Not sure if there is a concert but am happy I have a ticket to it if there is. Definitely food for thought given the threshold has been met. It would be a stroke of genius to delay the offer, let your concert partner scoop up a 3.3% stake on the cheap and allow the maximum bid to fall from 130-140p down to 116p before revealing your hand. The delicious irony of this scenario is that the moronic trolls that occupy anonymous chat boards have been doing the job for JD by trying to talk the SP down and spreading FUD.
Another 350k shares. Guess Ian just loves injecting his cash into a company with no future…
The ‘golden hour’ for moronic trolling (7-8am) in full swing again today I see by the amount of green boxes in my feed.
A lot is made of some retail PIs who go long experiencing anxiety over their positions and questioning their investment decisions but I’ve seen it work both ways. Those who go short have similar levels of anxiety and upon seeing price move against them, will desperately search for a narrative they can put a negative spin on and post it on anonymous public message boards, often creating a new thread with a negative title in the hope that others reply to it to replicate the headline.
As an investor with strong conviction, to me they’re irrelevant noise and I use the filter function so they’re reduced to voiceless green boxes but I can still see the frequency of them and yesterday did make me chuckle as their anxiety and desperation levels caused multiple boxes to appear in my feed as they lost control of the narrative. Similarly I usually see half a dozen or more of these green boxes every morning from 7-8am as they know that most retail buy/sell on the opening bell so this is the premium window to try and influence their thinking. It’s all very sad imo as sound investments work out and those unsound don’t regardless of trolling.
In the case of Sdry, I suspect the continued accumulation of shares by large existing holders including the unexpected entry of the Kellets as a white knight soaking up any selling pressure has given them heightened anxiety, especially as they’re exposed to uncapped losses should their decision to short prove incorrect.
GLA
Ian Kellet & Spouse now own 2.7% of the company.
From their recent accumulation of 2,691,442 shares for a total investment of £838,540:
1,646,442 shares were purchased above 32p
658,905 were bought at 40p and above
Ian is a founding Partner of The Brookes Partnership LLP, an independent boutique corporate advisor, and was Managing Director at Dresdner Kleinwort where he was a top ranked Analyst and headed up an equity research team. Ian then worked at Numis focusing on UK and European Mid-cap M&A and corporate finance as a Director for Corporate Finance. Ian is a Fellow of the Association of Chartered Certified Accountants.
Ian Kellet & Spouse now own 2.7% of the company.
From late January up to and including 19th March 2024 they have accumulated 2,691,442 shares for a total investment of £838,540 at an average of 31.15p.
The lowest price paid has been 16.5p and the highest price paid 48.6p.

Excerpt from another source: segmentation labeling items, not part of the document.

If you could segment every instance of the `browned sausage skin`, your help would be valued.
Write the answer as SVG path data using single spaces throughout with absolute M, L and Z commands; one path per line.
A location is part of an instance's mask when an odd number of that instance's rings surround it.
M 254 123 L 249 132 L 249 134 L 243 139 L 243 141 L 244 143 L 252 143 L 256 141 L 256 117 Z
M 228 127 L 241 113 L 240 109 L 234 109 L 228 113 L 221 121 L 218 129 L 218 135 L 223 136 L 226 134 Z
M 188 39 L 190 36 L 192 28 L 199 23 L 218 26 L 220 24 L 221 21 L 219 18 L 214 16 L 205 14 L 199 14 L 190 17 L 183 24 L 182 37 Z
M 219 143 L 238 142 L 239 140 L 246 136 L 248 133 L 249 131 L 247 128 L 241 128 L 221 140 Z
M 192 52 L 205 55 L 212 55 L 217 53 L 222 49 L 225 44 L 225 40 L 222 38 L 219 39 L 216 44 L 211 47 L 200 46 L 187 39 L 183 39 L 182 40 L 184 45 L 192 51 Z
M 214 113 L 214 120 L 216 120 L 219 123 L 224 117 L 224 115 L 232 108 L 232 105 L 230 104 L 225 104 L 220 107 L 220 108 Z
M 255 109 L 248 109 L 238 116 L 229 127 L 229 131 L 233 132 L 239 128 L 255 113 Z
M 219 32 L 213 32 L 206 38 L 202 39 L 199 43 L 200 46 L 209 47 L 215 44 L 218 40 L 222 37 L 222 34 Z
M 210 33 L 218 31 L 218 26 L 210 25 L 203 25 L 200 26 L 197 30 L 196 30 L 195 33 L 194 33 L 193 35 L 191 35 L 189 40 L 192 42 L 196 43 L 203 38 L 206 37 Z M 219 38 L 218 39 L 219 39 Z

Ian is a founding Partner of The Brookes Partnership LLP, an independent boutique corporate advisor, and was Managing Director at Dresdner Kleinwort where he was a top ranked Analyst and headed up an equity research team. Ian then worked at Numis focusing on UK and European Mid-cap M&A and corporate finance as a Director for Corporate Finance. Ian graduated from London University BSc in biochemistry and is a Fellow of the Association of Chartered Certified Accountants.
@fordy88
Agreed, Next also have a relationship with Davidson Kempner (who JD is in discussions with) after previously partnering to acquire JoJo Maman Bebe.